This is not aimed at any particular person but generally speaking (not always true), if they're treated well and more importantly, paid well, the chances of them staying around is greater. Usually much greater. 

By treated well I mean a lot of contractors have the attitude of 'any ol' electrician can do any ol' thing any ol' time'. This is a sure-fire way to chase off even the best people. 

Each of us has stuff we like and stuff we don't like. Learn what your guys like and try to get jobs accordingly. But don't continually send them to stuff they hate just because it's easy for you to get that type of work. 

For example, I hate, and I mean HATE, resi service work. I really enjoy industrial service work, especially if it involves controls. If I were sent out to houses all the time, I wouldn't last very long. If a resi guy is sent to do industrial, he won't last. 

Further, by paying them a bit more than the standard, you'll keep them longer. Of course, the contractor might not be able to have a vacation home in every state, maybe only 2 or 3 cars instead of 15 new ones every year.......lol. 

My point is that as a contractor, you might need to sacrifice a bit in order to retain good help as opposed to endless hiring and firing and ending up with less $$$. 

Note; the above was written by a guy with 45 years in the trades, the last 29 as an electrician. I've never been a contractor so I don't know what it's like. I could easily be way off........


----------



## Switched (Dec 23, 2012)

@micromind is correct. As contractors in the market we are in, we really do have to up the wages and packages for employees to both retain and attract them.

Couple that with the fact that the next generation is always a bit different than the previous, so "Business as Usual" never really works. You have to somewhat forget about how it was when you came up, or "This is the way WE do things". 

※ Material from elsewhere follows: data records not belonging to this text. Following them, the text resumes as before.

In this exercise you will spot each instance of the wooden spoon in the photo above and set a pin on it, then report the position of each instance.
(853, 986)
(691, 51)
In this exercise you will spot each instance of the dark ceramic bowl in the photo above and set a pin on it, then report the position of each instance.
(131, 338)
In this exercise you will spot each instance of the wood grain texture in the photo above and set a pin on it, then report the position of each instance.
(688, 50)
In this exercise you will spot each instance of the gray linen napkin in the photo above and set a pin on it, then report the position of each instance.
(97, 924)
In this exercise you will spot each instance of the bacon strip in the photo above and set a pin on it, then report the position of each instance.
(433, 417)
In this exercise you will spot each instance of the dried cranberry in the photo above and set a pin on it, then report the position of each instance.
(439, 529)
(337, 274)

To attract talent, you need to become attractive. Is your company attractive, or is it simply just another company? What are the types of people you want to hire? What do they want, need and desire from an employer? 

For example, if they are a huge family guy, maybe letting them take off Tuesdays and Thursdays an hour early so they can coach the kids team is what that guy really wants. Or maybe someone really wants an hour lunch so they can swing by the house and see the newborn. 

Benefits don't always cost money, but lack of them always costs money.


----------



## T-Steve (Mar 9, 2017)

This is a good topic, and a difficult matter. I hire maintenance electricians, both experienced and fresh out of school with AS electronics or trade licenses. 

About twenty years ago the success rate with new hires was about 75%. Now it has dropped to about 30%. What changed? I'm not sure.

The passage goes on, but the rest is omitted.